The project, which could cost up to $80,000 and take about six months to complete, will be well worth the investment, District Supt. Jesse Rodriguez said March 3. Right now, the district does not have a comprehensive long-term roadmap for its facilities. Instead, D209 uses a “Capital Construction List.”
The motivation for commissioning a Master Facilities Plan, Rodriguez said, is to give the district a better, more holistic vision for the next 5-10 years and integrate space utilization, curriculum needs, new technological integration, enrollment projections and necessary facility upgrades into one comprehensive document.
“Our district spent many years not addressing the capital needs of our buildings. We are starting the process,” Rodriguez said. “There’s a lot to be done.”
The school board will decide between three firms: Fanning Howey, Perkins+Will, and ARCON. Each firm made their pitch at a special meeting on Feb 21. The presentations, Rodriguez said, were graded by board members on a matrix, using several categories, including architectural project history, educational recommendations for Proviso, and even company culture.
It is unclear how the board will vote. Rodriguez said March 3 it is a “very hard decision.”
But one board member, Forest Parker Ned Wagner, said on Feb. 25 that he favored Perkins Will, which scored highest on the matrix.
“They had a fabulous presentation,” Wagner said. “They have the clearest vision.”
When reached by phone March 7, Wagner said that having a Master Facilities Plan is one of the conditions for the state-mandated Financial Oversight Panel to leave the district and concurred with Rodriguez about the positive return on investment.
Requests for comment from board members Claudia Medina, Teresa McKelvy and Brian Cross were not returned by press time.
For now, exact terms of the any agreement remain unsettled.
Perkins Will has offices across the United States, but the firm was founded in Chicago in the 1930s, according to its website.
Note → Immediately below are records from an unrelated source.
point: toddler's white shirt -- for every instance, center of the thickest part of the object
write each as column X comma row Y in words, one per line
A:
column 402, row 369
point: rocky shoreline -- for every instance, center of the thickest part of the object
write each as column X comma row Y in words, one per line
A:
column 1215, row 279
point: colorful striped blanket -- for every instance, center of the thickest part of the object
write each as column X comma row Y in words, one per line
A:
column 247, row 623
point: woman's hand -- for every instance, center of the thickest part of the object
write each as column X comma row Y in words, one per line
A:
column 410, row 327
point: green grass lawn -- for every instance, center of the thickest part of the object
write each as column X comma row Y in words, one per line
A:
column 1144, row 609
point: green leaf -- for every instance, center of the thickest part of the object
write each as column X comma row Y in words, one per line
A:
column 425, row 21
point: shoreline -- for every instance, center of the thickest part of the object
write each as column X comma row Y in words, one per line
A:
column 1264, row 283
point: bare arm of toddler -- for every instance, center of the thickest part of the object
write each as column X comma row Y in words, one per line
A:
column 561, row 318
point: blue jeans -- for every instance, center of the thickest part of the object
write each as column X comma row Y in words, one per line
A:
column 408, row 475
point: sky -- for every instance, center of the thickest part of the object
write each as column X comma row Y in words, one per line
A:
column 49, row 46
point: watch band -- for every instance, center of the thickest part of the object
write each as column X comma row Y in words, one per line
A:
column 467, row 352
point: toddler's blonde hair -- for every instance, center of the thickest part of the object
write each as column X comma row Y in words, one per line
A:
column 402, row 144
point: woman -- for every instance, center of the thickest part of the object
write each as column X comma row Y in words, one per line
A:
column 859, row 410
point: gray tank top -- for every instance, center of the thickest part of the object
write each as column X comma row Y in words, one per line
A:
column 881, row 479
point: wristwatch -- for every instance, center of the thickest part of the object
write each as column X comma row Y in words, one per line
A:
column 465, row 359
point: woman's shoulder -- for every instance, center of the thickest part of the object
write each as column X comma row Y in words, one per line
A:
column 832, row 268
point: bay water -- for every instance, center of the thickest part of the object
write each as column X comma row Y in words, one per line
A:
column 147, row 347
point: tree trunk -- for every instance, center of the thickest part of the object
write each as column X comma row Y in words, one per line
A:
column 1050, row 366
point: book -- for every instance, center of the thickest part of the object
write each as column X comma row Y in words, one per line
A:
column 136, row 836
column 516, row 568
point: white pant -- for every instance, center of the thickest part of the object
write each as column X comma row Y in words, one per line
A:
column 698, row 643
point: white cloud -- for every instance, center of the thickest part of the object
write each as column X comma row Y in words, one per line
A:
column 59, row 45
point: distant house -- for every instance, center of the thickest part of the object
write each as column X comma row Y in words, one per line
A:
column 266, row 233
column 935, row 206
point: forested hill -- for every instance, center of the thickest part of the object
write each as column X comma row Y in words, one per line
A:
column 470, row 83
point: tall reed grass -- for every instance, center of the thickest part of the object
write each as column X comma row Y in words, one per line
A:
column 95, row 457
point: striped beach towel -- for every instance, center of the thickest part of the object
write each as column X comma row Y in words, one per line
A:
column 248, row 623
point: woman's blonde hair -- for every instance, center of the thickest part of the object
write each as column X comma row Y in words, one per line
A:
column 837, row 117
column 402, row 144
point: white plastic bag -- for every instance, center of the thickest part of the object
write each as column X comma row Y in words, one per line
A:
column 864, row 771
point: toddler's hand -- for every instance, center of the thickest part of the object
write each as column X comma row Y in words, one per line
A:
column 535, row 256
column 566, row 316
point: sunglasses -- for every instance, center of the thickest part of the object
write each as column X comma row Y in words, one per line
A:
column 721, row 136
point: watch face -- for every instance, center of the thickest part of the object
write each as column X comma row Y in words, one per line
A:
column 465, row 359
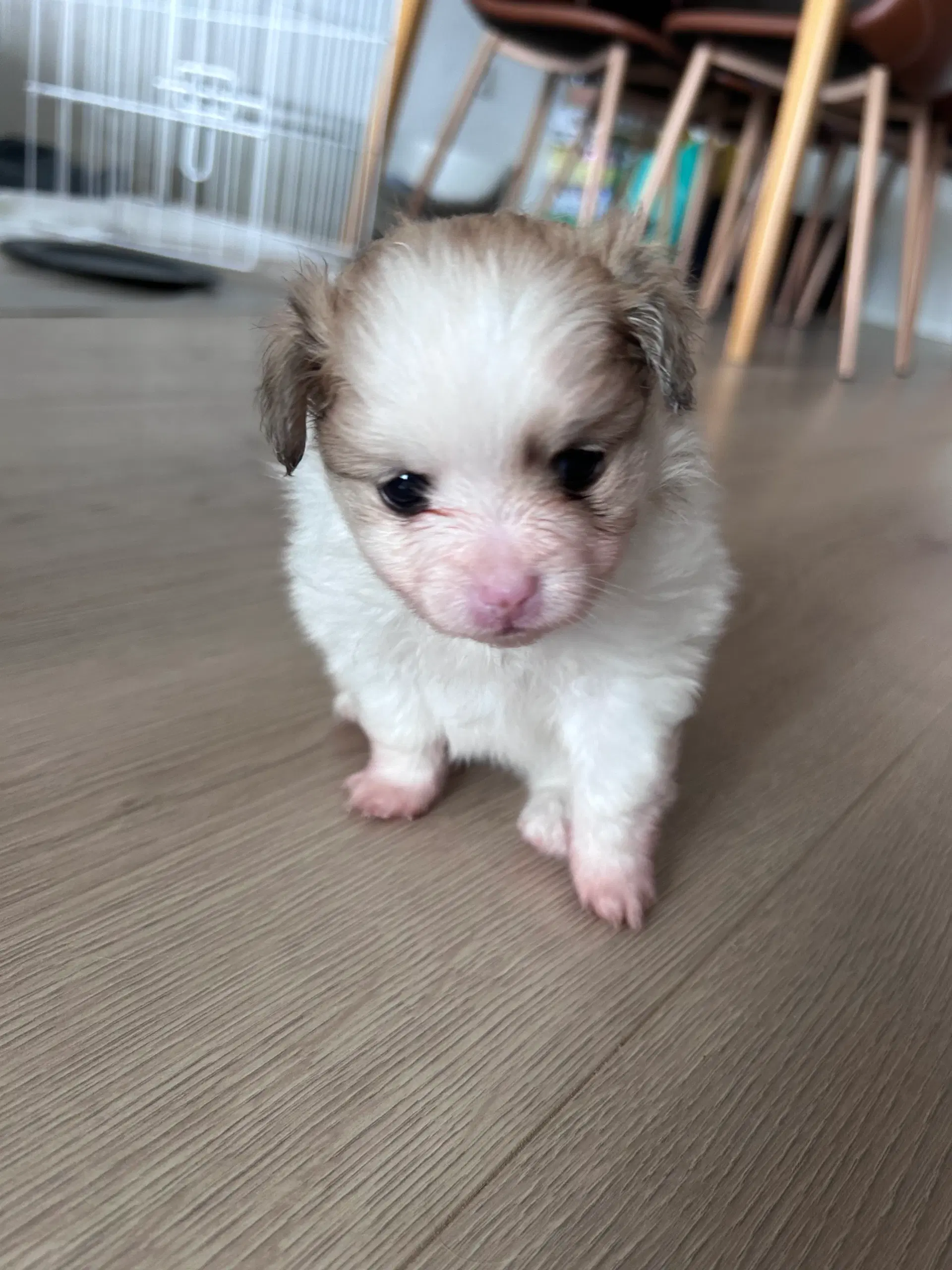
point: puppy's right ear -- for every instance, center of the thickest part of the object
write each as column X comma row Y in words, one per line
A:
column 295, row 377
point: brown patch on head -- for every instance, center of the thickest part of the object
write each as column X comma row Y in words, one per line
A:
column 296, row 375
column 658, row 316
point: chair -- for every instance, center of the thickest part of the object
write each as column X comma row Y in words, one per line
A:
column 761, row 35
column 560, row 40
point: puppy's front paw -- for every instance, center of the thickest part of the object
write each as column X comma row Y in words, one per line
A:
column 619, row 892
column 545, row 824
column 370, row 794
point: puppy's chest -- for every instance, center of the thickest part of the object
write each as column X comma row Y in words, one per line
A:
column 486, row 711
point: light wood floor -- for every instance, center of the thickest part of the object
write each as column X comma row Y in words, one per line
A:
column 239, row 1029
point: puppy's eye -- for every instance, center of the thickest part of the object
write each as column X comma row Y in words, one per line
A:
column 408, row 495
column 577, row 470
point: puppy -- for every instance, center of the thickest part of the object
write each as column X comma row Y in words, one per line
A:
column 504, row 535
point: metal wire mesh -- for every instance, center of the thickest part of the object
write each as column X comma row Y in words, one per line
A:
column 214, row 130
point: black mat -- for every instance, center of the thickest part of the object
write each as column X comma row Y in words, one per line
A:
column 110, row 263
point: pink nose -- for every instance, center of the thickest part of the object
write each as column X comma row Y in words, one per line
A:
column 504, row 599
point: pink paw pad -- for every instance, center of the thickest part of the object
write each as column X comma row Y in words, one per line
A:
column 372, row 795
column 619, row 893
column 545, row 826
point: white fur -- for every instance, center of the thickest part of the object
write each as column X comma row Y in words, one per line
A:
column 588, row 714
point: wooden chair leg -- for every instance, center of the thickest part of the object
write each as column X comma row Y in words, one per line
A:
column 829, row 253
column 805, row 247
column 720, row 253
column 818, row 35
column 926, row 160
column 669, row 139
column 531, row 143
column 731, row 255
column 570, row 162
column 862, row 219
column 480, row 64
column 918, row 158
column 610, row 97
column 697, row 201
column 937, row 163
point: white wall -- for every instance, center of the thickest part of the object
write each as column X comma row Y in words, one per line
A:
column 492, row 135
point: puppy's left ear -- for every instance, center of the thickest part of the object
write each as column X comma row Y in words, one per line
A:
column 659, row 317
column 296, row 379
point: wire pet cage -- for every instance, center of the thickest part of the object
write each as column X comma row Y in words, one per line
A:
column 219, row 131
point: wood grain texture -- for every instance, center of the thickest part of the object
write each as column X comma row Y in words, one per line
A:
column 792, row 1107
column 239, row 1028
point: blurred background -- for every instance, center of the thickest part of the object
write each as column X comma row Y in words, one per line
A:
column 244, row 135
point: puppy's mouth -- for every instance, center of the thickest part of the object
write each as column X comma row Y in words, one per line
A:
column 511, row 636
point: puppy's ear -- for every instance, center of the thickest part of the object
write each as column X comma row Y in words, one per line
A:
column 658, row 314
column 295, row 375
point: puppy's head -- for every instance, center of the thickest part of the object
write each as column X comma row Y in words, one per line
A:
column 479, row 390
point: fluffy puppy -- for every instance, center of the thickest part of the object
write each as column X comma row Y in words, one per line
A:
column 504, row 536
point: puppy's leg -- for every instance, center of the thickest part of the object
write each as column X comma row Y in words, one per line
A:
column 622, row 786
column 397, row 783
column 408, row 763
column 546, row 820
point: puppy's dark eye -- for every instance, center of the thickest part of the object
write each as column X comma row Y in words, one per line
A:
column 408, row 495
column 577, row 470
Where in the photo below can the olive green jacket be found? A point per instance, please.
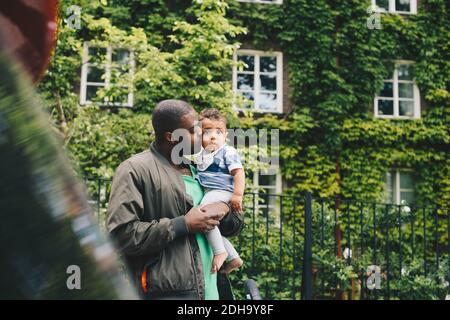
(146, 220)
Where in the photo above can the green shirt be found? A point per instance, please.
(195, 190)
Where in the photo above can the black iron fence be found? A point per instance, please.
(307, 247)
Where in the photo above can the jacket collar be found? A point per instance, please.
(171, 171)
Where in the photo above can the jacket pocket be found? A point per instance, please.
(173, 272)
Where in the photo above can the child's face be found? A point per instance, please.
(214, 134)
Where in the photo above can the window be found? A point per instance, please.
(267, 184)
(399, 97)
(263, 1)
(260, 80)
(400, 187)
(107, 68)
(397, 6)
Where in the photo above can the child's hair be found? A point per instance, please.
(212, 114)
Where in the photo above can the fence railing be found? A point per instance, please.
(305, 247)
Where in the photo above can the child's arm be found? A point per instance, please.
(239, 186)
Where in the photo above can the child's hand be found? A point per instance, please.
(236, 203)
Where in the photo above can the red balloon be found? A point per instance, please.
(28, 33)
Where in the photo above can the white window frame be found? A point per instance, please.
(395, 81)
(272, 209)
(257, 84)
(263, 1)
(84, 73)
(393, 10)
(398, 190)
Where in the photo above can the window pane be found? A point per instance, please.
(249, 61)
(403, 5)
(406, 180)
(406, 197)
(385, 107)
(404, 72)
(97, 55)
(405, 90)
(267, 179)
(268, 64)
(245, 82)
(91, 93)
(121, 56)
(406, 108)
(268, 83)
(268, 101)
(388, 90)
(95, 74)
(384, 4)
(390, 187)
(119, 95)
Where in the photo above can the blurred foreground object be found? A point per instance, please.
(50, 244)
(28, 33)
(46, 224)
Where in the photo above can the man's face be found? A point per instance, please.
(190, 133)
(214, 134)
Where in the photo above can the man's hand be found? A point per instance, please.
(199, 220)
(236, 203)
(216, 209)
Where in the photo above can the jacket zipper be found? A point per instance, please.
(195, 268)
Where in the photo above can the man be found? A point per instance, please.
(153, 217)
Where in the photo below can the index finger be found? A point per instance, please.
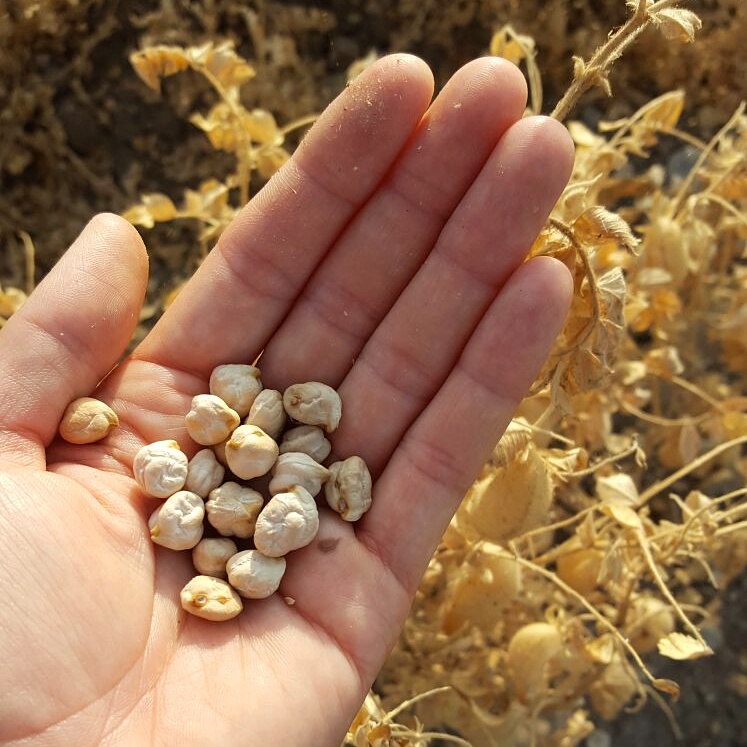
(264, 258)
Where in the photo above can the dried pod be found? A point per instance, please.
(204, 473)
(210, 598)
(177, 523)
(233, 509)
(313, 403)
(160, 468)
(254, 575)
(237, 385)
(348, 489)
(289, 520)
(267, 413)
(580, 568)
(87, 420)
(481, 589)
(297, 468)
(250, 452)
(210, 420)
(210, 555)
(309, 439)
(531, 652)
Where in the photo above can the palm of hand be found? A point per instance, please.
(95, 645)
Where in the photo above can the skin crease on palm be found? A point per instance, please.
(386, 259)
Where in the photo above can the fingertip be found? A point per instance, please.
(114, 235)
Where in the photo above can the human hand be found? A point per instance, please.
(386, 259)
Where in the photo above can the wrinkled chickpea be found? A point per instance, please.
(288, 522)
(87, 420)
(233, 509)
(313, 403)
(177, 523)
(211, 420)
(210, 598)
(297, 468)
(160, 468)
(254, 575)
(348, 489)
(250, 452)
(237, 384)
(267, 413)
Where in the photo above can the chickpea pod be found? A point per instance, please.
(210, 598)
(87, 420)
(210, 420)
(177, 523)
(237, 384)
(267, 413)
(160, 468)
(254, 575)
(348, 489)
(289, 521)
(297, 468)
(233, 509)
(210, 555)
(313, 403)
(309, 439)
(204, 473)
(250, 452)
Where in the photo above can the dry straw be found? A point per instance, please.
(616, 498)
Perkins Will did not return a request for comment by press time.
Fanning Howey has several offices across the Midwest, including Oak Brook, and has completed projects in several Chicago-area schools in Deerfield and Waukegan. Fanning Howey did not return a request for comment by press time.
Lombard-based ARCON has worked in several suburbs, too, including Evanston and Hanover Park. An ARCON spokesperson, Richard Cozzi, said he wasn’t briefed on the details of the on the Proviso presentation and declined comment.